Cantora fez desabafo durante o lançamento do single “Leilão”.

Paulo Henrique LimaRepórter do EM OFF

Junho, mês em que é celebrado o Orgulho LGBTQIA+, muitas empresas acabam levantando a bandeira e demonstrando apoio à comunidade. No entanto, uma marca ouviu sonoro “NÃO” após fazer oferta milionária para ter a cantora Gloria Groove em uma campanha que seria direcionada no período. A recusa se deu após a artista perceber que seria usada em uma jogada de marketing para limpar a imagem da tal empresa.

Em conversa com jornalistas durante o lançamento do single “Leilão”, o terceiro do segundo álbum de estúdio da drag queen intitulado “Lady Leste”, ela revelou que costuma pesquisar e selecionar bem suas propostas publicitárias. De acordo com a artista, sua luta contra a homofobia deve ocorrer sempre. “Não é só sacudir o saquinho de dinheiro”, disparou a famosa.

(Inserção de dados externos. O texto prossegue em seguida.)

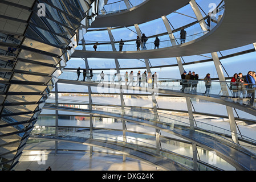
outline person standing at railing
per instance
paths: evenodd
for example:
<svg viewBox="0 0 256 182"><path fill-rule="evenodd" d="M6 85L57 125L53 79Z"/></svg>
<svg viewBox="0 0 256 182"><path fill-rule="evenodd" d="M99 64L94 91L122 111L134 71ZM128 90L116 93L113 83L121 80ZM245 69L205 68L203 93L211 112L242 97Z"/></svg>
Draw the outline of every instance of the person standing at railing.
<svg viewBox="0 0 256 182"><path fill-rule="evenodd" d="M141 75L141 80L142 80L142 86L143 87L145 87L146 86L146 82L147 82L147 71L145 71L143 73L142 73Z"/></svg>
<svg viewBox="0 0 256 182"><path fill-rule="evenodd" d="M256 82L256 72L253 72L253 77L254 78L255 82Z"/></svg>
<svg viewBox="0 0 256 182"><path fill-rule="evenodd" d="M94 45L93 48L94 48L94 51L96 51L96 50L97 49L97 46L99 44L99 43L97 42L95 43Z"/></svg>
<svg viewBox="0 0 256 182"><path fill-rule="evenodd" d="M76 81L78 81L78 80L79 79L79 77L80 77L80 67L78 68L78 69L76 70L76 75L78 75L78 79L76 80Z"/></svg>
<svg viewBox="0 0 256 182"><path fill-rule="evenodd" d="M154 75L152 75L152 80L153 80L153 87L155 87L155 84L156 84L156 87L158 88L158 79L156 72L155 72Z"/></svg>
<svg viewBox="0 0 256 182"><path fill-rule="evenodd" d="M182 88L181 89L182 92L184 92L185 85L188 84L188 82L185 80L185 77L186 77L186 72L184 71L183 74L181 75L181 81L180 84L182 86Z"/></svg>
<svg viewBox="0 0 256 182"><path fill-rule="evenodd" d="M124 43L123 41L123 39L121 39L121 40L119 42L119 51L122 51L123 50L123 46L124 46Z"/></svg>
<svg viewBox="0 0 256 182"><path fill-rule="evenodd" d="M115 80L116 80L116 74L117 74L117 73L115 73L114 75L113 75L113 77L112 78L112 82L111 82L111 84L113 84L115 82Z"/></svg>
<svg viewBox="0 0 256 182"><path fill-rule="evenodd" d="M90 77L91 78L91 80L92 79L92 77L94 76L94 75L92 74L92 69L90 69Z"/></svg>
<svg viewBox="0 0 256 182"><path fill-rule="evenodd" d="M135 86L137 86L140 87L140 84L141 84L141 76L140 75L140 71L138 72L137 73L137 84Z"/></svg>
<svg viewBox="0 0 256 182"><path fill-rule="evenodd" d="M185 77L185 80L187 82L186 85L185 85L185 93L190 93L190 87L191 87L191 71L189 71L189 73L186 75Z"/></svg>
<svg viewBox="0 0 256 182"><path fill-rule="evenodd" d="M130 81L129 82L128 86L130 85L130 84L132 84L132 86L133 86L133 72L132 71L130 72L129 77L130 78Z"/></svg>
<svg viewBox="0 0 256 182"><path fill-rule="evenodd" d="M84 76L84 79L83 80L83 81L86 81L86 69L84 69L83 72L83 76Z"/></svg>
<svg viewBox="0 0 256 182"><path fill-rule="evenodd" d="M101 73L100 73L100 83L101 82L103 83L104 82L104 77L105 76L105 74L104 73L103 71L101 72Z"/></svg>
<svg viewBox="0 0 256 182"><path fill-rule="evenodd" d="M151 73L148 72L148 77L147 78L147 82L148 82L148 86L149 88L152 88L152 75Z"/></svg>
<svg viewBox="0 0 256 182"><path fill-rule="evenodd" d="M127 85L128 78L129 75L128 75L128 72L126 72L125 74L124 74L124 81L125 81L125 85Z"/></svg>
<svg viewBox="0 0 256 182"><path fill-rule="evenodd" d="M238 73L238 77L237 78L237 89L238 90L238 97L240 97L240 95L242 93L242 98L245 98L246 97L246 91L245 89L245 80L243 78L243 74L242 73Z"/></svg>
<svg viewBox="0 0 256 182"><path fill-rule="evenodd" d="M210 23L211 23L211 20L212 20L210 14L212 14L212 13L209 13L208 15L207 16L207 19L206 19L207 29L208 29L208 31L209 31L210 30Z"/></svg>
<svg viewBox="0 0 256 182"><path fill-rule="evenodd" d="M180 44L186 42L186 31L184 30L184 28L182 28L180 31Z"/></svg>
<svg viewBox="0 0 256 182"><path fill-rule="evenodd" d="M238 75L237 73L234 74L233 77L231 79L230 81L230 90L232 90L232 98L238 98L238 88L237 87L237 78L238 77Z"/></svg>
<svg viewBox="0 0 256 182"><path fill-rule="evenodd" d="M246 82L248 83L248 85L246 86L247 89L247 98L250 98L249 105L250 106L253 105L255 99L255 88L256 81L253 77L253 72L249 71L246 75Z"/></svg>
<svg viewBox="0 0 256 182"><path fill-rule="evenodd" d="M147 50L146 42L148 41L148 38L145 35L145 34L142 34L141 36L141 42L143 44L143 50Z"/></svg>
<svg viewBox="0 0 256 182"><path fill-rule="evenodd" d="M195 72L193 72L190 76L190 80L192 81L191 84L191 92L192 93L197 93L197 84L198 84L198 74L196 75Z"/></svg>
<svg viewBox="0 0 256 182"><path fill-rule="evenodd" d="M137 45L137 51L140 51L140 38L139 37L139 36L137 36L137 39L136 39L136 44Z"/></svg>
<svg viewBox="0 0 256 182"><path fill-rule="evenodd" d="M208 97L210 97L210 89L212 86L212 80L210 76L210 73L207 73L206 76L204 78L204 81L205 82L205 87L206 88L205 92L205 95Z"/></svg>
<svg viewBox="0 0 256 182"><path fill-rule="evenodd" d="M155 49L156 48L157 48L159 49L160 44L160 40L159 40L158 37L156 37L156 40L155 40L155 42L154 42L154 44L155 44L154 49Z"/></svg>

“Um coisa que fosse posicionada de uma forma completamente escrota, homofóbica ou qualquer outra problemática acerca de outra minoria, não. Eu entendi na hora que estavam querendo me contratar para poder passar um paninho. Esse não foi para que essa indústria entenda que a gente não tá aqui pra ficar abaixando as calças. Não é só sacudir o saquinho de dinheiro na minha cara que eu vou sair correndo”.

Gloria Groove também disse que “liga o botão do f*da-se” para ignorar críticas de haters e homofóbicos. A artista relatou que na infância, principalmente na escola, foi alvo de ataques de cunho preconceituoso. Quando iniciou a carreira como drag queen e cantora, a artista foi desacreditada de que um dia faria sucesso na indústria fonográfica brasileira.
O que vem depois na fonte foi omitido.